A spokesperson for Nestlé defends the cleaning of the Caudry factory, after testimonies from employees broadcast on France Inter. The activity of the factory was prohibited in the spring, several serious cases of contamination by the bacterium E.coli
Nestlé France said this Saturday that the time spent cleaning production lines at the Buitoni factory in Caudry (Nord), at the heart of a health scandal, had not changed since “the internalization of cleaning” in 2015 , reacting to employee statements released by France Inter.
“At the end of each production cycle, the lines are completely stopped and cleaned according to a strict process lasting 4 hours and 45 minutes, including a cleaning phase, then disinfection and finally a rinsing with water, the effectiveness of which is controlled by systematic microbiological sampling in different strategic areas of the site,” a spokesperson for the group told AFP.
Factory activity banned in April
In a survey broadcast this Saturday on France Inter, employees of the Caudry pizza factory claim that since 2015, production time has practically doubled while cleaning time has drastically decreased, going “from eight hours to four hours forty-five” a day.
If Nestlé does not dispute this duration, it affirms that the actual time devoted to cleaning has not varied: before 2015, an external service provider was responsible for cleaning, carried out between 11 p.m. and 5 a.m., with a team of five people; since the internalization, at least ten people have been assigned to cleaning, over a shorter period, it was explained.
This Buitoni factory in Caudry is at the heart of one of the worst health scandals in recent years in France. On March 18, Nestlé had closed two production lines.
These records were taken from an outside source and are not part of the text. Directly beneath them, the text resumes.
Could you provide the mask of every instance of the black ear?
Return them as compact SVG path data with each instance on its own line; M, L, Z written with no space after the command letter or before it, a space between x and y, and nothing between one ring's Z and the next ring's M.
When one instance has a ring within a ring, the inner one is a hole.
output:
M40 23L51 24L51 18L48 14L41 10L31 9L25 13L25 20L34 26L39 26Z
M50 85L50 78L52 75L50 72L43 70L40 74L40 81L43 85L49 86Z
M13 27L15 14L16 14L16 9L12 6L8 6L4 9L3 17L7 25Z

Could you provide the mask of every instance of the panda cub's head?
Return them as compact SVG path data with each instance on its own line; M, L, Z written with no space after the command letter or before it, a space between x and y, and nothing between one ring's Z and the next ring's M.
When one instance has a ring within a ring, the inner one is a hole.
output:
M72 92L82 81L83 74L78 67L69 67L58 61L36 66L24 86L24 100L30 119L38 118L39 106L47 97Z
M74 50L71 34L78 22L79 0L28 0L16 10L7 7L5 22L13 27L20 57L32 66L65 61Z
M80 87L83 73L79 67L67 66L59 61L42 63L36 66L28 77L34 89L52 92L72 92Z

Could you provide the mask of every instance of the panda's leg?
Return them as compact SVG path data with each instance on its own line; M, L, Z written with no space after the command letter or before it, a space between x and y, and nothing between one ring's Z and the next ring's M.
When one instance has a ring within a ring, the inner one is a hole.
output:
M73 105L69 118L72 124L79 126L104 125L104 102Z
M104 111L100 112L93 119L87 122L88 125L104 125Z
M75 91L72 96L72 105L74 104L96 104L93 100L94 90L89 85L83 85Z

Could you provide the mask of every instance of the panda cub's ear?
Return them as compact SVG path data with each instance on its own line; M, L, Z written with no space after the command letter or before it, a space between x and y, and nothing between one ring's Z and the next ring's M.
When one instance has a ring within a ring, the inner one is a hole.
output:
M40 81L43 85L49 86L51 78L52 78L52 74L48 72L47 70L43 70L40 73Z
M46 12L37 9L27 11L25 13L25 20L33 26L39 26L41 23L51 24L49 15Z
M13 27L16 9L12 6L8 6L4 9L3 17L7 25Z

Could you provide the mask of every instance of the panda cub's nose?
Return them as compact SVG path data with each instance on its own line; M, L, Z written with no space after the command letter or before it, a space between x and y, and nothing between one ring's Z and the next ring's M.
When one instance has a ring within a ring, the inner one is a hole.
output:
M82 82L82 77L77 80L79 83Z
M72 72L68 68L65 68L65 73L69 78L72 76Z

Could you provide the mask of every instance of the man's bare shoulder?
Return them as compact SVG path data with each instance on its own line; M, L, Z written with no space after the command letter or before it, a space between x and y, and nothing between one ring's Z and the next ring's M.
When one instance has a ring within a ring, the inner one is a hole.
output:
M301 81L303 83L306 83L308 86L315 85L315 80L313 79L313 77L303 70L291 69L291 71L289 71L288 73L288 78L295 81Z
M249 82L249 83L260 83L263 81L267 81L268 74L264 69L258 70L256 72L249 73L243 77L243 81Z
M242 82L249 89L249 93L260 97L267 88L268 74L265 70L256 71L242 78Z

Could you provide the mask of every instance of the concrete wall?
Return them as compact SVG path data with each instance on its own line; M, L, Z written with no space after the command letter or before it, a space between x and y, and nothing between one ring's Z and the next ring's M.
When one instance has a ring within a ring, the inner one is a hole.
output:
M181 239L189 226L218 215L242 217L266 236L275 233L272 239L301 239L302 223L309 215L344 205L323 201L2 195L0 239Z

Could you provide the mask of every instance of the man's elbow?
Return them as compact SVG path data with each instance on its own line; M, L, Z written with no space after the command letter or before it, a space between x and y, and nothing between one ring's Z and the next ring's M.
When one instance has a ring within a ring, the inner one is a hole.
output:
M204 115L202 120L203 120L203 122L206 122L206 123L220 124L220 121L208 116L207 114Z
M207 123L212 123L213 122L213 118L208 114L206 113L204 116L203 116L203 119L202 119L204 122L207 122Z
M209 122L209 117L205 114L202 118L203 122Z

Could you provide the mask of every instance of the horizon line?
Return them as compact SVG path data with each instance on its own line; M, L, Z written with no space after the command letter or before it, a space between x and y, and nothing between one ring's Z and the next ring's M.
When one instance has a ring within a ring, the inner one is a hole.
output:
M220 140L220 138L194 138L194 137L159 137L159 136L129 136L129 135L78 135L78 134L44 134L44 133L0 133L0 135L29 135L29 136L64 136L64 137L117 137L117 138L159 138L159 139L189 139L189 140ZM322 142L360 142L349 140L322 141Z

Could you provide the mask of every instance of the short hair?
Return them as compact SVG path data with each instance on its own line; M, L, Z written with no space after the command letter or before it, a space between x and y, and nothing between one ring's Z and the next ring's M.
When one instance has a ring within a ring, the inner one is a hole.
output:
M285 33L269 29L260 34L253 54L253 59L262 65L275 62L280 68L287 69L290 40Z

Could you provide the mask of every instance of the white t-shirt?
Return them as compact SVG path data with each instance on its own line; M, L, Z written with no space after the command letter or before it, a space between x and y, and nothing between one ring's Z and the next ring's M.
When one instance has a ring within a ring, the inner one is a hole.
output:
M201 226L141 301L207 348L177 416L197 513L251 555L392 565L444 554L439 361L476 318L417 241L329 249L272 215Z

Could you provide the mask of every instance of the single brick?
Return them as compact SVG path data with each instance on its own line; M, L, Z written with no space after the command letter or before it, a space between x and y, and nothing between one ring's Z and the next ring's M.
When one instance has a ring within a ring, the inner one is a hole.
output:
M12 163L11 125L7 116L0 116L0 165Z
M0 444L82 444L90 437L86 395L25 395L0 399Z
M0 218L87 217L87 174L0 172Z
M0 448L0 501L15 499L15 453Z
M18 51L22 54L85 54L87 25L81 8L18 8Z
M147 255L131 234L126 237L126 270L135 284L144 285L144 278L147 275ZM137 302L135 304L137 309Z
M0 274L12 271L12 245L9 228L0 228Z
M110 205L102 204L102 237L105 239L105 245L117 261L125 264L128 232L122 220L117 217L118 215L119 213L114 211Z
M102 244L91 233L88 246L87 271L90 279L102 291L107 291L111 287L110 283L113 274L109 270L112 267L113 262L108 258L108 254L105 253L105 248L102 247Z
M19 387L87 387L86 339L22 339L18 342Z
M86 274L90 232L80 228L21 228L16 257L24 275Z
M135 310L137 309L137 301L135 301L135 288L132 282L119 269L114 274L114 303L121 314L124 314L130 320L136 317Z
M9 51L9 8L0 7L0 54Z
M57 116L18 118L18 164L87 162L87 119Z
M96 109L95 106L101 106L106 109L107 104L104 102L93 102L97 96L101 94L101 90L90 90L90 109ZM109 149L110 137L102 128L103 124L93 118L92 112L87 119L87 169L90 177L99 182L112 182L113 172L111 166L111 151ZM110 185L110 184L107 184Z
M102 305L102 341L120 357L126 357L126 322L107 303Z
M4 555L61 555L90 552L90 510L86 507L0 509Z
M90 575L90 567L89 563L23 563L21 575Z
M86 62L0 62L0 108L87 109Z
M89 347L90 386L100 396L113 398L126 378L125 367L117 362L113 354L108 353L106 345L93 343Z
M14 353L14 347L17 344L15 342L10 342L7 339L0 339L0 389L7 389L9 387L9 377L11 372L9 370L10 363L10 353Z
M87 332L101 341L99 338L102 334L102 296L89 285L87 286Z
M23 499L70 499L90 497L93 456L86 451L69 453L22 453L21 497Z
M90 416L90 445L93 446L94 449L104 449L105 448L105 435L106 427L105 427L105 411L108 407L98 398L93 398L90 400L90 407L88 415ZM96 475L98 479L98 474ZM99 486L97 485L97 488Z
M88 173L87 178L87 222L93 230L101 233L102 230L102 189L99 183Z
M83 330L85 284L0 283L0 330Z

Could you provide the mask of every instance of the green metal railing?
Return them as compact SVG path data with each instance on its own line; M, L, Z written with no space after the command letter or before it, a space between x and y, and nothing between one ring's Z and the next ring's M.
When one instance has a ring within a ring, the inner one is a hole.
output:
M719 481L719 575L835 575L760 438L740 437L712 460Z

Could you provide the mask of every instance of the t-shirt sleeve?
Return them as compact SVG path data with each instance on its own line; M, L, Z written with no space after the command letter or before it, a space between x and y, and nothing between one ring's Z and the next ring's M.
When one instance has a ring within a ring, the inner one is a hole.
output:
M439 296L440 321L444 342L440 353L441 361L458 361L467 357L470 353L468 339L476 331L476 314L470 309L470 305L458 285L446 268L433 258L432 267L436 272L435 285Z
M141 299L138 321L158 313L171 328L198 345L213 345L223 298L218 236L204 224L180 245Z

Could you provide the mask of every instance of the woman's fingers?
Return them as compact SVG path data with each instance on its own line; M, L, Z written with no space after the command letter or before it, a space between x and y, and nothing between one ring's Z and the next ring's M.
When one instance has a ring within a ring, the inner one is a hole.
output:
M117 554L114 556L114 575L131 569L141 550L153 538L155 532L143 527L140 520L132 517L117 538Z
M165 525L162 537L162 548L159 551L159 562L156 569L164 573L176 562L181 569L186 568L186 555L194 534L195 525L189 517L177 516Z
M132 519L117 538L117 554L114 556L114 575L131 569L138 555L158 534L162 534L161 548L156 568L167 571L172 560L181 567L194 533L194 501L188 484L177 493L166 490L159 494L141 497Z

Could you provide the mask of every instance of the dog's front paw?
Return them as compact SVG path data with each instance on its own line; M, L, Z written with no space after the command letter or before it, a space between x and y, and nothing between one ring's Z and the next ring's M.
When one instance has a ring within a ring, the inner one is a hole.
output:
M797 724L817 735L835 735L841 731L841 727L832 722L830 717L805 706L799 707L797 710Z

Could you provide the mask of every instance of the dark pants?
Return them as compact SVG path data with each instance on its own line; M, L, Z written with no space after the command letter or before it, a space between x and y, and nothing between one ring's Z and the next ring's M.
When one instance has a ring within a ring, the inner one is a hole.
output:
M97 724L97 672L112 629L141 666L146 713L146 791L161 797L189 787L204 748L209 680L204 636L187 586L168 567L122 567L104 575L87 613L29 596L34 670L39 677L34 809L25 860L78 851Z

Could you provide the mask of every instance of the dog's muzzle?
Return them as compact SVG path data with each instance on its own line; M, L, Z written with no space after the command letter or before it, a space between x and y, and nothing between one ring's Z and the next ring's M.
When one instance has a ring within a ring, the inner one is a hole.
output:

On April 1, the Nord prefecture banned the activity of the Caudry factory, after the health authorities announced that they had established a link between the consumption of Fraich’Up pizzas and several serious cases of contamination by the bacterium Escherichia coli.
These pizzas are suspected of having caused the death of two children. A judicial investigation was opened in particular for manslaughter and involuntary injuries, as well as the marketing of a product dangerous to health and endangering others.
Inspections had pointed out deficiencies in the factory
Various inspections had reported “the presence of rodents” and the “lack of maintenance and cleaning of manufacturing, storage and passage areas” in the factory. In 2012, the presence of “mold” and “rust” was noted, in 2020 that of “cobwebs” on the ceiling of the bakery, “greasy and oily” material or even dirt “accumulated” in the duct ventilation. Hygiene conditions deemed to be in “very marked deterioration” in March 2022 when the inspectors returned there “as part of the official health alert”.
Employees told France Inter that the internalization of cleaning, while the production rate accelerated, had led to a concentration on cleaning the production line and machines, to the detriment of the rest, “such as for example walls and ceilings”.
Employees also questioned the decision to close only one week annually instead of three, claiming that flour silos had not been cleaned for seven years.
On this point, without commenting on the silos, Nestlé France affirms that the duration of the annual closure is variable and is not only devoted to cleaning, but also to the maintenance of the site.
If the origin of the contamination remains unknown to date, the boss of Nestlé France Christophe Cornu had declared in mid-July to carry out “in-depth investigations on the flours used on the Fraîch’Up line”, in an interview with the Figaro. He then presented his “apologies” to the families of the children affected by contamination and announced the creation of a “victim support fund”.